*Erlon José Paschoal
Nascido na Bielorrússia em 1984, Evgeny Morozov estudou na Bulgária e pesquisou as implicações políticas e sociais da evolução tecnológica e digital no século 21. Depois de alguns anos em Berlim, ele se mudou para os Estados Unidos, onde passou a investigar o que chama de “tecno-populismo”, a promessa de um mundo melhor fundada na economia da inovação e dos compartilhamentos promovida pelas redes.
Com suas obras e seus artigos sempre muito críticos, Morozov se tornou uma voz dissonante, em meio ao neoliberalismo que idolatra as tecnologias digitais, considerando-as como a solução para todos os problemas humanos. Uma espécie de ilusão consentida através da qual a grande maioria das pessoas aceita de bom grado ter sua privacidade invadida e comercializada em troca da rapidez, das facilidades e da suposta liberdade ilimitada que o mundo digital oferece.
Morozov teve recentemente o seu livro Big Tech: A Ascensão dos Dados e a Morte da Política lançado no Brasil pela Ubu Editora, com um prefácio escrito especialmente para esta edição.
Nesta obra, Morozov expõe com muita acuidade a gigantesca contradição deste novo mundo que, de um lado, empodera o usuário proporcionando a todos, sem distinção de raça, cor ou ascendência social, as mesmas condições para concretizar os sonhos de consumo e de realização profissional e, de outro, mantêm ainda de forma mais extrema a lógica capitalista de acumulação de capital. Afinal, as maiores empresas do planeta hoje - Google, Facebook, Microsoft, Amazon, Apple, Uber, Airbnb e Netflix - resumem-se àquelas que detêm o monopólio das redes sociais e do mundo digital. Como exemplo, ele cita o Uber que em uma das últimas avaliações no mercado financeiro valia pouco menos de 80 bilhões de dólares. Pois como afirma o autor, este fenômeno só foi possível como consequência da extinção dos direitos trabalhistas, da disseminação do ideal enganoso de empreendedorismo e do desmanche das políticas sociais inclusivas. Uma combinação difícil de ser combatida: a liberdade virtual substituindo a liberdade real e a ilusão de gratuidade de todos os serviços online em um mundo de abundância e prosperidade sem classes sociais, no qual todos são iguais para tomarem decisões, serem bons empreendedores e fazerem o que bem entenderem.

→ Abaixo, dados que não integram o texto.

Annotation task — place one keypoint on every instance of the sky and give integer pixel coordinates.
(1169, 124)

Desse modo, todos assimilam sem esforço a postura neoliberal de que tudo emana do indivíduo, todos os seus problemas e as suas respectivas soluções, fazendo da política e das organizações coletivas, dos direitos sociais e da cidadania e do acesso aos meios de produção, coisas do passado. Ela supostamente retira, enfim, a ideologia da política transformando-a em uma mera gestão corporativa, uma atividade puramente gerencial que deve ser deixada a empresários e afins. Como consequência, os grandes problemas deixam de ser políticos, sociais e econômicos e passam a ser unicamente pessoais desencorajando, portanto, projetos coletivos e agrupamentos reivindicatórios. Com o agravante ainda de que aquele que ousa criticar este processo de individualismo exacerbado e este domínio das tecnologias digitais estaria se opondo explicitamente ao progresso, à inovação e as comodidades da vida moderna.
Para o autor, é preciso recuperar os benefícios da tecnologia como uma força social emancipatória, tirando-a deste papel enganador enquanto instrumento poderoso a serviço do neoliberalismo. Ele contesta com argumentos convincentes o otimismo desmedido em torno de tecnologias propícias à formação de monopólios e ao controle perigoso de todas as esferas da vida. Acerca da hipocrisia reinante nas declarações das elites e das empresas no tocante às fakenews, Morozov faz o seguinte raciocínio provocador: “Assim como as alterações climáticas são o subproduto natural do capitalismo fóssil, as fakenews são o subproduto do capitalismo digital.”
A democracia não pode ser entregue aos algoritmos, pois assim esvaziaria a esfera dos debates públicos e se extinguiria. Só as ações coletivas podem manter a democracia viva. Ao consumismo desenfreado de informações e notícias falsas e à ditadura dos algoritmos, ele opõe a necessidade de taxação e de regulamentação dos grandes oligopólios da tecnologia digital, a par da necessidade de ampliar o conceito de cidadania e de estimular o senso crítico e a capacidade de discernimento da maioria da população. Tarefa difícil, mas não impossível. Portanto, pensar, refletir e discernir ainda é o melhor remédio. Não deixe de ler!
* Gestor Cultural, Diretor de Teatro, Dramaturgo, Professor e Tradutor de Alemão.